La arrogancia del poder

Maestro y discí­pulo conversaban en una esquina, cuando una anciana los abordó. “¡Apártense de delante de mi escaparate!”, gritó. “¡Están estorbando a mis clientes!”.

El maestro pidió disculpas y cambió de acera.

Continuaban la conversación, cuando se les acercó un policí­a.

“Necesitamos que se aparte de esta acera”, dijo el policí­a. “El conde va a pasar por aquí­ dentro de poco”.

“Que el conde pase por el otro lado de la calle”, respondió el maestro, sin moverse de su sitio. Después se giró a su discí­pulo:

“No lo olvides: no seas nunca arrogante con los humildes, ni humilde con los arrogantes”.

La arrogancia de la santidad

El monje zen habí­a pasado diez años meditando en su cueva, intentando descubrir el camino de la Verdad. Una tarde, mientras oraba, se le acercó un mono. El monje intentó concentrarse. El mono, sin embargo, se le acercó despacito y le quitó la sandalia.

—¡Maldito mono! —dijo el monje—. ¿Por qué has venido a perturbar mis oraciones?

—Tengo hambre —dijo el mono.

—¡Largo de aquí­! ¡Estorbas mi comunicación con Dios!

—¿Cómo quieres hablar con Dios si no eres capaz de comunicarte con los más humildes, como yo? —dijo el mono.

Y el monje, avergonzado, le pidió disculpas.

La arrogancia de la fuerza

La aldea estaba amenazada por una tribu de bárbaros. Los habitantes fueron abandonando sus casas y huyeron hacia un lugar más seguro. Al final del año, todos habí­an partido, excepto un grupo de jesuitas.

El ejército bárbaro entró en la ciudad sin encontrar resistencia e hizo una gran fiesta para celebrar la victoria. En mitad de la comida, apareció un padre jesuita.

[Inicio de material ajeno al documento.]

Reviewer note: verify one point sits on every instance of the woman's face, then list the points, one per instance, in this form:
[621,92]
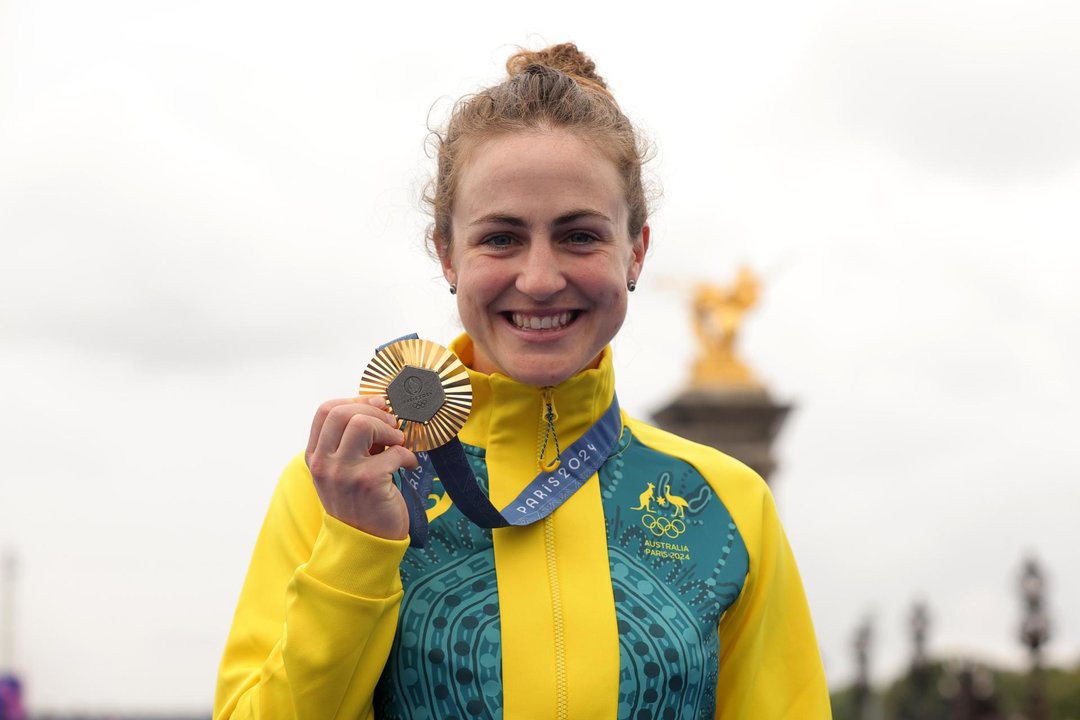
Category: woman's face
[540,255]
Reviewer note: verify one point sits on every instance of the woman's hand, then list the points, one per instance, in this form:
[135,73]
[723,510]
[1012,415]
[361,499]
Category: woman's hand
[352,453]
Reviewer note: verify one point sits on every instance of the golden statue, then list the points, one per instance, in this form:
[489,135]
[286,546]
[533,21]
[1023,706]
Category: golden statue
[718,313]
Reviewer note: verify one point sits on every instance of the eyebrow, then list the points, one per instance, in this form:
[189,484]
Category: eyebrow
[572,216]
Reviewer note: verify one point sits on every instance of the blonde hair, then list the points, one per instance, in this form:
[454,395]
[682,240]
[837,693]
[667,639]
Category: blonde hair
[555,87]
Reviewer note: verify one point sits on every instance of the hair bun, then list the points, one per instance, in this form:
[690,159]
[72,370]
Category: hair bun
[564,56]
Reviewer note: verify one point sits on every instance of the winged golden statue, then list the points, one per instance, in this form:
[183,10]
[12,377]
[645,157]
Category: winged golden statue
[718,313]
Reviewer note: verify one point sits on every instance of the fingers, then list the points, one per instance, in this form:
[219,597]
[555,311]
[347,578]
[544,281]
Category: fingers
[334,416]
[362,435]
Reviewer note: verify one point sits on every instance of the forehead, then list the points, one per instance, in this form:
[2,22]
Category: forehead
[538,172]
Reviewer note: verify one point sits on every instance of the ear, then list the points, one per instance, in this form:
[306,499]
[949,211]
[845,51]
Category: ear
[638,250]
[444,259]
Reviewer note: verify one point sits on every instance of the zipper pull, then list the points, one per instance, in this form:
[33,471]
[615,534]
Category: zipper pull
[549,419]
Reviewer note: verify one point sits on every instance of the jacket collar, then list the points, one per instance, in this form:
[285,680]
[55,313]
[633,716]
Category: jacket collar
[504,408]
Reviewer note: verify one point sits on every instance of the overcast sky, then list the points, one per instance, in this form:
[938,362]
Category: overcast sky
[210,215]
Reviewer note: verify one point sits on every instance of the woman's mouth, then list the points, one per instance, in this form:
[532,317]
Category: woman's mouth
[541,321]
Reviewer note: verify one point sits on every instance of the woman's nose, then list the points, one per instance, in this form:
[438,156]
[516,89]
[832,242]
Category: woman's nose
[540,276]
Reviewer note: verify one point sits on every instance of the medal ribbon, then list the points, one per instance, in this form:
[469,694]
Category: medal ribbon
[538,500]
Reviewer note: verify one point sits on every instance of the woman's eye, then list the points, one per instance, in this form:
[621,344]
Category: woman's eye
[581,238]
[499,241]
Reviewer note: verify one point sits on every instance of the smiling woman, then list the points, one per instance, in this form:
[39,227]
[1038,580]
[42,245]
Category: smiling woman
[543,258]
[657,584]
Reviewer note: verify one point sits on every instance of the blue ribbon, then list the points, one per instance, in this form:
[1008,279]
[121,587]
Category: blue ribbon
[539,499]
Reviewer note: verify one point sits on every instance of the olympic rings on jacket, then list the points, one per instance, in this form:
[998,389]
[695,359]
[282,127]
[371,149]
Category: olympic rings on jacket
[661,526]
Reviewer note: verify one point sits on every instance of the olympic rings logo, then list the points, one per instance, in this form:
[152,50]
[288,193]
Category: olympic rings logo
[661,526]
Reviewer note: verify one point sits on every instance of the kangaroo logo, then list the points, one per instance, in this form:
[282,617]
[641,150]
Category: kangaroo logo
[659,521]
[645,500]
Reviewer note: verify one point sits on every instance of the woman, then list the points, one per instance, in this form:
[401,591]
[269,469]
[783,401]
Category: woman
[663,587]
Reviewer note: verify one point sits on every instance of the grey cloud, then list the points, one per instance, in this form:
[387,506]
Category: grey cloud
[984,93]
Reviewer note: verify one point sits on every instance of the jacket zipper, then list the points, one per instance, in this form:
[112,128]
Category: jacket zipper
[556,612]
[548,416]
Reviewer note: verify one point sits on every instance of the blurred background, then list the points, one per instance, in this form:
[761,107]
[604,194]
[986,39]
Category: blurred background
[210,216]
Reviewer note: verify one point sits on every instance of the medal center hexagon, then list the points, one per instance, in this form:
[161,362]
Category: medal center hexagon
[416,394]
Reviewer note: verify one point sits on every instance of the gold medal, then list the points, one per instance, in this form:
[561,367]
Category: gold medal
[426,385]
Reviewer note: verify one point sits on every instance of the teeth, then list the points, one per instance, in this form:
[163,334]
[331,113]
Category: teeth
[541,323]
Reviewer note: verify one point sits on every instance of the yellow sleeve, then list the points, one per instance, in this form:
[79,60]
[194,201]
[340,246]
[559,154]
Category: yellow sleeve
[770,666]
[316,614]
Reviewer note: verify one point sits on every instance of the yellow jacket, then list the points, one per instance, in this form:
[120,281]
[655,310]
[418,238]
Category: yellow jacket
[664,587]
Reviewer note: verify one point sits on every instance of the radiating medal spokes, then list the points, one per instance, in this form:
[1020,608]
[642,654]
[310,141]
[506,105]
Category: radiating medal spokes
[426,385]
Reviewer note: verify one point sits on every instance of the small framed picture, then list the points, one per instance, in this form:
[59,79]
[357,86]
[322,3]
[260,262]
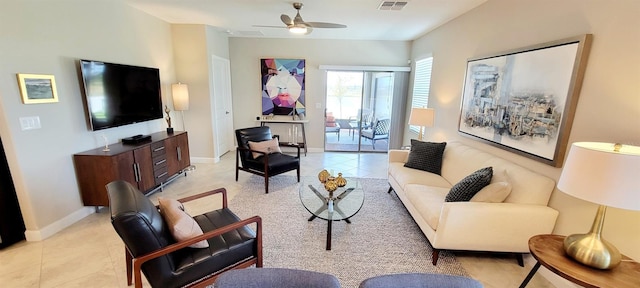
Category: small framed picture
[36,89]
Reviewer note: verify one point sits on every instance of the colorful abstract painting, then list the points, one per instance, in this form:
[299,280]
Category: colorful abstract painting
[282,86]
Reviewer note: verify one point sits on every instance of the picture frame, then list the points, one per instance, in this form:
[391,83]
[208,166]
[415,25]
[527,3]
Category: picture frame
[37,88]
[524,100]
[283,87]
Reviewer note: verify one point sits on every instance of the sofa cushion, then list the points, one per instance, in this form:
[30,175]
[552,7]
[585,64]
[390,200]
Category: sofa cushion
[268,146]
[493,193]
[181,224]
[470,185]
[405,176]
[427,200]
[426,156]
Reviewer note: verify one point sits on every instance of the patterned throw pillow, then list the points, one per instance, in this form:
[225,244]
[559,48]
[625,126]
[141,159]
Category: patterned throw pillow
[470,185]
[181,224]
[268,146]
[426,156]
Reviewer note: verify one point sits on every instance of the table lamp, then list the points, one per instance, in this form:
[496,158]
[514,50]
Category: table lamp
[422,117]
[606,174]
[180,93]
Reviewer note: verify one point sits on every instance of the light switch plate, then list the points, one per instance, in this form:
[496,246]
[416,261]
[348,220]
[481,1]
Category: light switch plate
[30,123]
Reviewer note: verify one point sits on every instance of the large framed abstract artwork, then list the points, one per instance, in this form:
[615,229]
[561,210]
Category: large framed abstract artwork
[283,87]
[524,100]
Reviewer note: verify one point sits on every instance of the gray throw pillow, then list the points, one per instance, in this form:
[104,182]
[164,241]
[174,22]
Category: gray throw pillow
[426,156]
[470,185]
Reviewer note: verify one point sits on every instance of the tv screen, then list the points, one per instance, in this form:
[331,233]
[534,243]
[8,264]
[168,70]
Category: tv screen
[118,94]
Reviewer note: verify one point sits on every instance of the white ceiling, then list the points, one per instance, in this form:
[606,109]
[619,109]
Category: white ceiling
[363,19]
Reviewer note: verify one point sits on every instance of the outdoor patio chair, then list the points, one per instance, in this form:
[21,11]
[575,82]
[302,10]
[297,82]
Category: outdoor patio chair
[379,131]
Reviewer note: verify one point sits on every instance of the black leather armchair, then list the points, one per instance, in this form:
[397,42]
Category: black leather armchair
[151,248]
[266,165]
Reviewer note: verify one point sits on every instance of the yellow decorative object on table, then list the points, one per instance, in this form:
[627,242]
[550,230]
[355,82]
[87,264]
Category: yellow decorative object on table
[323,176]
[340,181]
[330,185]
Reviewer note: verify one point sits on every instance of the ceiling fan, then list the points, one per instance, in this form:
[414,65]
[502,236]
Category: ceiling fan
[299,26]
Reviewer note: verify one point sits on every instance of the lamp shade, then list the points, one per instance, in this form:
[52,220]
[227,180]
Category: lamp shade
[180,94]
[603,173]
[421,117]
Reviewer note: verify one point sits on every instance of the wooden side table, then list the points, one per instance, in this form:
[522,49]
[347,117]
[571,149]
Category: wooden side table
[549,252]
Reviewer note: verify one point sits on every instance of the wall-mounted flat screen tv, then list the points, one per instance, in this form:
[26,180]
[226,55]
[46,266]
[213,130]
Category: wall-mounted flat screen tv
[118,94]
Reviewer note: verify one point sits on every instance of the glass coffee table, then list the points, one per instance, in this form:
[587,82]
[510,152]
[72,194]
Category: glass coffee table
[340,205]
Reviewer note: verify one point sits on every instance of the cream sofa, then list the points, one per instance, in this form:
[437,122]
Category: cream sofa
[474,226]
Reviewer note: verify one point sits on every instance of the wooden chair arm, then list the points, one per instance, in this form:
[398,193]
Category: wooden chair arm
[137,262]
[247,149]
[291,145]
[205,194]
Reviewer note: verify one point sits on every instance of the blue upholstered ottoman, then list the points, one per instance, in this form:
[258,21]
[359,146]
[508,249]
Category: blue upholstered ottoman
[420,280]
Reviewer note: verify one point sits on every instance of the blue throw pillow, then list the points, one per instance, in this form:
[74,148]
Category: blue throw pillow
[470,185]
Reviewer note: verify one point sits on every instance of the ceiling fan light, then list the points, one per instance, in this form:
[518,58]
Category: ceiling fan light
[298,29]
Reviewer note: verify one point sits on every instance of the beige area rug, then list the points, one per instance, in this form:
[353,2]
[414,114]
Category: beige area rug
[381,239]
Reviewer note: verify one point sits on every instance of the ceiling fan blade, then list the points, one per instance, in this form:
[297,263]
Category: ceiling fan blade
[268,26]
[309,30]
[286,19]
[325,25]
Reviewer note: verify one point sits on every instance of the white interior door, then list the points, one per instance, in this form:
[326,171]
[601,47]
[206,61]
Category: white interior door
[223,135]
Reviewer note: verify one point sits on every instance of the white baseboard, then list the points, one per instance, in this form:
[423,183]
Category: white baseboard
[205,160]
[553,278]
[55,227]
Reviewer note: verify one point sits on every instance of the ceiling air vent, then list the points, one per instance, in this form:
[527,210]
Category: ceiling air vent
[392,5]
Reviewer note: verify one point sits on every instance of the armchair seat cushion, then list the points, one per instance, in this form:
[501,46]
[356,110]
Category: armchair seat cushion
[223,251]
[278,162]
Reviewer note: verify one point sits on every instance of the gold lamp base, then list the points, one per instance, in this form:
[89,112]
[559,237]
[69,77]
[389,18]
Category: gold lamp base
[590,249]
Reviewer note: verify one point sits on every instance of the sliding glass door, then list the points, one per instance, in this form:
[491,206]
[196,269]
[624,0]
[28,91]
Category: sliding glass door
[358,113]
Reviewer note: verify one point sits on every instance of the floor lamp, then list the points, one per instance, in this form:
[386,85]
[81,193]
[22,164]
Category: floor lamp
[422,117]
[605,174]
[180,94]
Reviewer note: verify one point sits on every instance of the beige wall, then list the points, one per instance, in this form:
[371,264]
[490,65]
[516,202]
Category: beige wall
[42,37]
[608,108]
[194,45]
[245,55]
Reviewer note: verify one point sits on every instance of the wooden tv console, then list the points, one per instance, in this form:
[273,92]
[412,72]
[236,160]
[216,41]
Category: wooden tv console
[147,165]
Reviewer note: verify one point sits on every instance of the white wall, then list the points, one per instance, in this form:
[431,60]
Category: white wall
[45,37]
[194,45]
[245,55]
[608,108]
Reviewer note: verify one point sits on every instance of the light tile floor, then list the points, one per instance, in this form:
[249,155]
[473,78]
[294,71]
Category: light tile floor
[90,254]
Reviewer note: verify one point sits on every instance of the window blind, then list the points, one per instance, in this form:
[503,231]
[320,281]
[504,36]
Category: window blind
[421,84]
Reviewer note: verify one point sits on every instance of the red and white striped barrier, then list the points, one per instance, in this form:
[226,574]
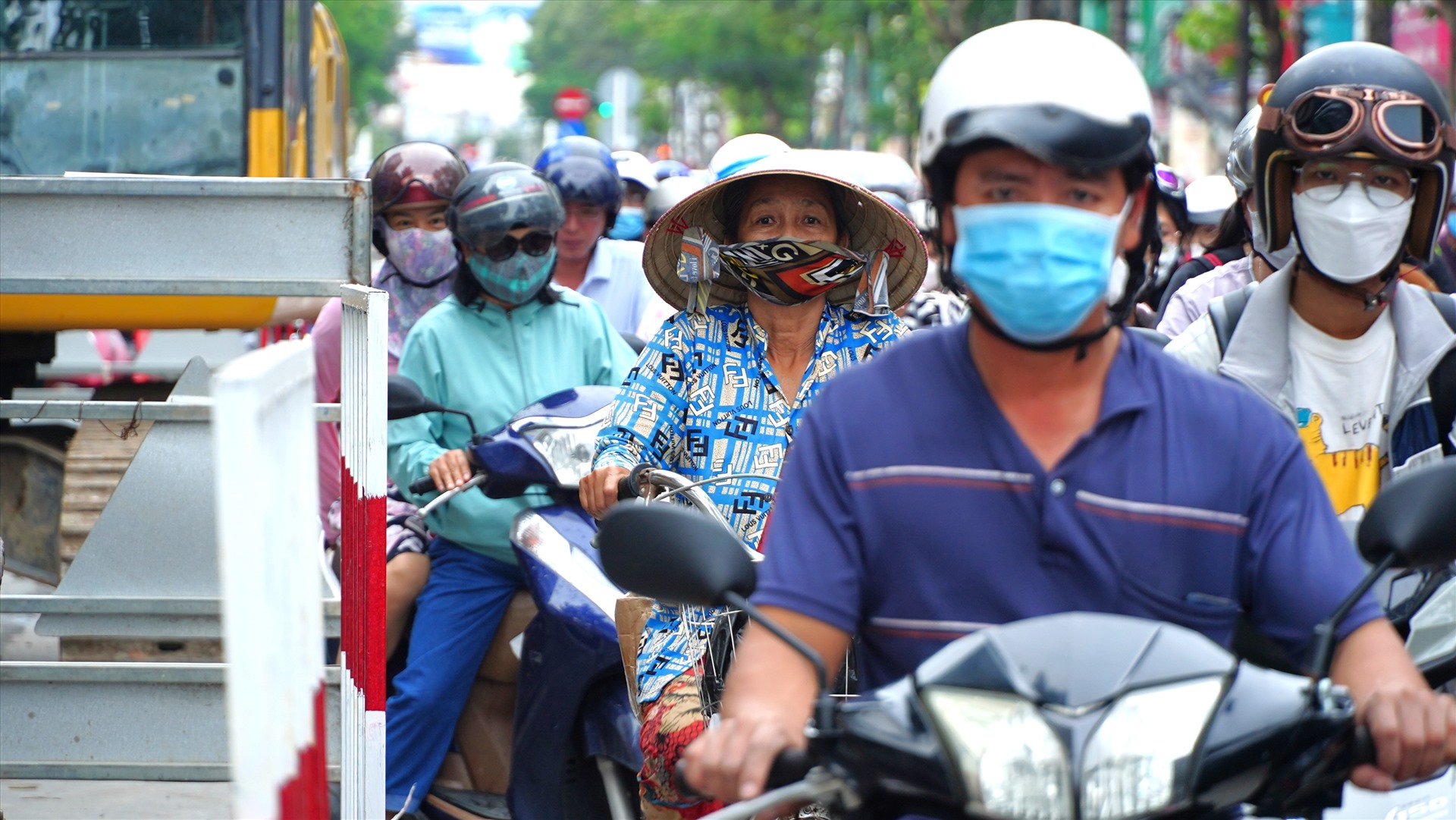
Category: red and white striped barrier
[362,624]
[264,463]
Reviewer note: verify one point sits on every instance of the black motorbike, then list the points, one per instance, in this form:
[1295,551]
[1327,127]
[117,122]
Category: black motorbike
[1063,717]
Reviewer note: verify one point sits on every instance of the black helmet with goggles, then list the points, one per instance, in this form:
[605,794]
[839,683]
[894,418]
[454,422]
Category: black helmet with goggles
[1363,99]
[503,197]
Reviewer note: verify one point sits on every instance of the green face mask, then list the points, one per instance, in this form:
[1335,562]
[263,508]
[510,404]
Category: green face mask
[514,280]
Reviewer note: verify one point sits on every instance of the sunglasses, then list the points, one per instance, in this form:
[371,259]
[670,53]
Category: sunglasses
[1337,120]
[1168,181]
[535,243]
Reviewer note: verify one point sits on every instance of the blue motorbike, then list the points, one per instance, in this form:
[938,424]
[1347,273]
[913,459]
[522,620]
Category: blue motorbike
[571,749]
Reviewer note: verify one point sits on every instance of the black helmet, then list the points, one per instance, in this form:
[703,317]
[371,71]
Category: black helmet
[1356,96]
[501,197]
[410,171]
[582,171]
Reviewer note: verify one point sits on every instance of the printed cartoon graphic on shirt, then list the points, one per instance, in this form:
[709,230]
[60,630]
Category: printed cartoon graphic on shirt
[1346,456]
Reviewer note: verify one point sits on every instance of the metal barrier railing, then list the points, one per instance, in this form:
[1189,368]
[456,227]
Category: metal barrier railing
[265,455]
[362,628]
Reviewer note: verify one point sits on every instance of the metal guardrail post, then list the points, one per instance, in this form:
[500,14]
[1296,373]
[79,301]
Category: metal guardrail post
[265,456]
[362,627]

“Habéis entrado aquí­ y habéis echado fuera la paz. Os pido por favor que os vayáis sin demora”.

“¿Por qué no has huido todaví­a?”, gritó el jefe bárbaro. “¿No ves que puedo atravesarte con mi espada sin siquiera pestañear?”.

El padre respondió con calma:

“¿No ves que yo puedo ser atravesado por una espada sin siquiera pestañear?”.

Sorprendido por tan gran serenidad ante la muerte, el jefe bárbaro y su tribu abandonaron el lugar al dí­a siguiente.

La arrogancia de la envidia

En el desierto de Siria, decí­a Satanás a sus discí­pulos: “El ser humano siempre está más preocupado por desear el mal a los otros que en hacerse el bien a sí­ mismo”.

Y para probar lo que decí­a, decidió tentar a dos hombres que descansaban allí­ cerca.

“He venido para hacer realidad tus deseos”, le dijo a uno de ellos. “Puedes pedir lo que quieras, que te será dado. Tu amigo recibirá lo mismo que tú, pero el doble”.

El hombre permaneció largo tiempo en silencio. Finalmente, dijo:

“Mi amigo está contento, porque obtendrá el doble que yo, sea cual sea mi deseo. Pero he conseguido prepararle una trampa: mi deseo es que me dejes ciego de un ojo.